= Eliot Greenwald =

Eliot Greenwald (born 1983, Portland, Maine) is a self taught artist currently based in Ashfield, Massachusetts. Greenwald is prominently known for his Night Car series, which depicts deceptively simple compositions of sci-fi, psychedelic Americana landscapes of a car in motion, yet suspended in time. Crafted by hand, the amorphous shape of his artworks adds to the surreal nature of his subject matter, giving them the appearance of a cartoon-like dream bubble. Through painting, sculpture, and assemblage, Greenwald utilizes a highly saturated color palette to emphasize the uncertainty of time and explore the spiritual force of objects.

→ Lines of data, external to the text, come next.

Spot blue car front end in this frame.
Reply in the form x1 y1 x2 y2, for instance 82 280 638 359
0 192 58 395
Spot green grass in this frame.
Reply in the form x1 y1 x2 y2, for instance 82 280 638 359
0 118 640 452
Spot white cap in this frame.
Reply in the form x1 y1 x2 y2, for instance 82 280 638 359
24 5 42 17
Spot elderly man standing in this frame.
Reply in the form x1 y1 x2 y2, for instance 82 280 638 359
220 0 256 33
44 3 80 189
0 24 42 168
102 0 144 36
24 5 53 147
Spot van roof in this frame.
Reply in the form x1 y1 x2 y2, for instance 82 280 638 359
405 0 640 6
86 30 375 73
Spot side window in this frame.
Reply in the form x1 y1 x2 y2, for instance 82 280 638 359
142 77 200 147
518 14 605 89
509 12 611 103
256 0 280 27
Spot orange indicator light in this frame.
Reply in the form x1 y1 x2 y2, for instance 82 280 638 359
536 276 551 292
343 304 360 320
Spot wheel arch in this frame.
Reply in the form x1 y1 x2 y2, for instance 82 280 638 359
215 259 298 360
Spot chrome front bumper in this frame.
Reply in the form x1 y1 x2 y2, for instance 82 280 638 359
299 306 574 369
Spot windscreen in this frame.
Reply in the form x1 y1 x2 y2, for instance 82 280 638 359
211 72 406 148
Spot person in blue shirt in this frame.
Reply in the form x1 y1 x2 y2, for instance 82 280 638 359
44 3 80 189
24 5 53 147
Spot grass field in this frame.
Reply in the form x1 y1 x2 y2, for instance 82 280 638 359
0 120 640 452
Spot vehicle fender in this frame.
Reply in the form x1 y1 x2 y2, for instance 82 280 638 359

Greenwald's artistic practice blends comical futurism with an underlying residue of static energy; one dedicated to an individual quest of traveling without meeting a destination. His artworks find resonance with shows like “The Twilight Zone” and “Black Mirror,” where the use of the sci-fi genre critiques societal fears of the postmodern, existentialist self in the age of technology and escapism.

==Early life==

Eliot Greenwald came from a family of openly creative people. His mother made clothing for the family, his father played instruments, his older sister painted, his grandfather built model boats, and his grandmother influenced his consistent interaction with nature. Greenwald decided to become an artist around the age of seven. He recalled a time where he concocted the idea to sell dirt, hamburger cookies, and natural geographic magazines to sell at his parents’ garage sale. The dirt sold within two hours, and although Greenwald retold the story from a place of excitement, it was later revealed that his mother convinced a stranger to purchase Greenwald's display. His mother's actions did not deter Greenwald from embracing an artistic livelihood, instead it crystallized the importance of community to artistic development and patronage.